The Bronco II was dogged by reports that it was prone to rollovers. Some of the headlines in 1989-90 included "NHTSA Investigates Bronco II Rollovers," Automotive News (March 20, 1989) "Magazine Gives Ford's Bronco II 'Avoid' Rating," The Wall Street Journal (May 8, 1989), and "Consumer Reports Criticizes Ford Bronco II's Handling," The Washington Post (May 18, 1989).

After analysis of SUV crashes of the Suzuki Samurai, the U.S. National Highway Traffic Safety Administration (NHTSA) opened a formal study of the Ford Bronco II in 1989. There were 43 Bronco II rollover fatalities in 1987, compared with eight for the Samurai, but accident data in four states showed the Bronco II's rollover rate was similar to that of other SUVs, so the investigation was closed. NHTSA declined to reopen the investigation in 1997 after more Bronco II crashes.

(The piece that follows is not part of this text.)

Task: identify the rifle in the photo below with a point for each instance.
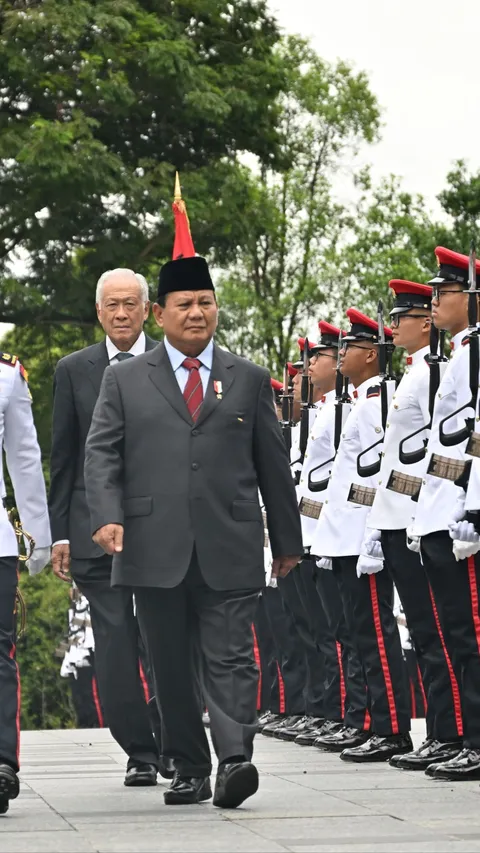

It was estimated that 260 people had died in Bronco II rollover crashes, a rate that is several times more than in any similar vehicle according to the Insurance Institute for Highway Safety. By 1995, Ford had paid $113 million to settle 334 injury and wrongful death lawsuits. A class-action settlement with owners of its controversial Bronco II provided "new safety warnings and up to $200 for repairs and modifications." Ford ended production of the Bronco II in 1990, but "always contended that rollovers are overwhelmingly caused by bad driving or unsafe modifications to the vehicle."

Individual lawsuit examples include famed jockey Bill Shoemaker, that awarded him one million dollars. Shoemaker was paralyzed from the neck down after rolling his Bronco II in California in 1991 while intoxicated. Thereafter, he used a wheelchair. The largest award involving the Bronco II up to 1995 was a $62.4 million verdict for two passengers, one of whom who received brain injuries and left her in need of a legal guardian, after the 1986 model in which they were riding rolled over.

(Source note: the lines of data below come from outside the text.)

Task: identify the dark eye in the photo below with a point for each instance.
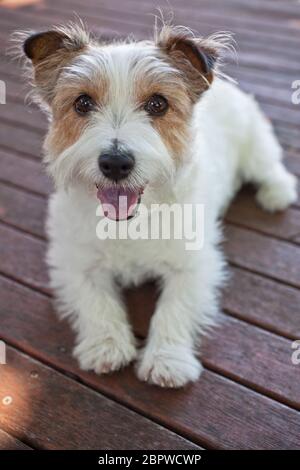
(157, 105)
(83, 104)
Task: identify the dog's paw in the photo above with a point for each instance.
(104, 354)
(168, 366)
(278, 195)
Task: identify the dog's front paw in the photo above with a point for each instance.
(104, 354)
(278, 195)
(168, 366)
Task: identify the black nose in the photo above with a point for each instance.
(116, 165)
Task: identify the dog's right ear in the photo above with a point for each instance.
(40, 46)
(49, 52)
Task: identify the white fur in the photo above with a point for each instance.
(232, 143)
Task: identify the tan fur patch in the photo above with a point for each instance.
(67, 126)
(194, 57)
(173, 127)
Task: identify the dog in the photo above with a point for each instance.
(155, 122)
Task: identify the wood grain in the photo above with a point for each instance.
(8, 442)
(248, 396)
(88, 421)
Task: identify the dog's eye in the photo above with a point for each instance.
(83, 104)
(157, 105)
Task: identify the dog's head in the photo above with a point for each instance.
(120, 111)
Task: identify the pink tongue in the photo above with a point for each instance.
(118, 203)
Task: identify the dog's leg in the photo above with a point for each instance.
(187, 306)
(262, 165)
(105, 342)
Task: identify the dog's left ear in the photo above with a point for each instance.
(195, 57)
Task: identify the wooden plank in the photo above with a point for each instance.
(8, 442)
(31, 221)
(39, 394)
(27, 212)
(259, 253)
(22, 210)
(264, 302)
(234, 348)
(24, 173)
(22, 258)
(23, 141)
(244, 248)
(215, 411)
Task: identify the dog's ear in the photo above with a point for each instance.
(195, 57)
(49, 52)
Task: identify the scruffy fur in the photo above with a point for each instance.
(212, 139)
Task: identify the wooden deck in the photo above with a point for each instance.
(249, 394)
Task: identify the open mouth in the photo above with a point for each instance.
(119, 203)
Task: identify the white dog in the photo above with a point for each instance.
(150, 121)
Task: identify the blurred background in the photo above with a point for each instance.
(249, 394)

The safety record was "frightening" with "one in 500 Bronco II's ever produced [being] involved in a fatal rollover." Automobile insurer GEICO stopped writing insurance policies for the Bronco II. By 2001, Time magazine reported that the "notorious bucking Bronco II" rollover lawsuits had "cost the company approximately $2.4 billion in damage settlements."

One of the reasons for the significant losses by the automaker was a deal Ford made with a former engineer, David Bickerstaff. He worked on the Bronco II and had published SAE reports about Ford truck suspensions. In 1990, Bickerstaff testified in court that the Bronco II had a dangerously low stability index. His credibility was questioned by attorneys.